La società di analisi non si aspetta infatti per il 2025 un aumento significativo della domanda di trasporto, che continua ad essere il vero motore per la crescita dei noli. A prescindere dall’esito degli accordi tra gli USA, la Cina, l’Europa e gli altri Paesi, è un fatto che i dazi doganali sono oggi più alti rispetto al passato. Questa situazione finirà con l’indebolire la domanda di mercato.
“Una volta accumulate le scorte necessarie, le aziende non avranno più bisogno di anticipare ulteriormente le importazioni.

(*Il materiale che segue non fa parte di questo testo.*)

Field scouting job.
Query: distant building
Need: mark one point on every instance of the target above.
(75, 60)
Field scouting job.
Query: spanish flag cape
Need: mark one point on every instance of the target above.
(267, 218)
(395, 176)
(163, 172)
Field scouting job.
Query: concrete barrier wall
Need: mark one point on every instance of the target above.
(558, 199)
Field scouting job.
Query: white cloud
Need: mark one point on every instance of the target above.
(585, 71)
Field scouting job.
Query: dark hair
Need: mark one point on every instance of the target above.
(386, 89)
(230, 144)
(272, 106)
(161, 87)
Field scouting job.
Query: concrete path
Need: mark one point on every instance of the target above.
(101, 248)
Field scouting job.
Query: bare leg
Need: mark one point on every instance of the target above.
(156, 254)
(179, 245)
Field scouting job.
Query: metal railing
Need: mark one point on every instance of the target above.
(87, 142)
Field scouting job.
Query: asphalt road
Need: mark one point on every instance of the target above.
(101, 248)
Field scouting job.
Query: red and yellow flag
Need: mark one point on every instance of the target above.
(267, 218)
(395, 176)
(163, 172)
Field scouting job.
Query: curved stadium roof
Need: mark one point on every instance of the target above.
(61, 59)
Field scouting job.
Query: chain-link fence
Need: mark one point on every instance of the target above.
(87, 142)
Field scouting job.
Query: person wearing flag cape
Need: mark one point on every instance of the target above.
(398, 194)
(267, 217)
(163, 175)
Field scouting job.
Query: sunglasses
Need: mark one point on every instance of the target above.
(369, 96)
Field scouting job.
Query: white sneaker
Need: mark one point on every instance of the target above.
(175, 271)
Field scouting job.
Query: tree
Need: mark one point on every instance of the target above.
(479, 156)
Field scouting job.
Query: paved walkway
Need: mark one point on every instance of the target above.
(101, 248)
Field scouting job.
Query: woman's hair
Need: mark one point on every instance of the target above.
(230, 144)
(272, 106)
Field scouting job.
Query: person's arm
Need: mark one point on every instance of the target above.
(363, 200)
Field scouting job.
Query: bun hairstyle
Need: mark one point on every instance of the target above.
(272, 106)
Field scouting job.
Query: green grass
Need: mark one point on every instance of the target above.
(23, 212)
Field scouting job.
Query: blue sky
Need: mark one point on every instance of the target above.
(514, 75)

La domanda quindi diminuirà e i vettori faranno di nuovo fatica a riempire le loro navi” prevede la Stausboll.
Ciò significa che la tradizionale stagione di punta del terzo trimestre arriverà prima nel 2025, ma non dovrebbe volerci troppo tempo prima che le tariffe spot si ammorbidiscano e continuino la tendenza al ribasso osservata nel primo trimestre.
I vettori torneranno probabilmente a veleggiare in bonaccia e a ridurre la capacità disponibile, proprio come hanno fatto durante l’applicazione delle tariffe al 145%, ma secondo Xeneta ciò non sarà sufficiente a impedire che le tariffe scendano a livelli mai visti dal quarto trimestre del 2023.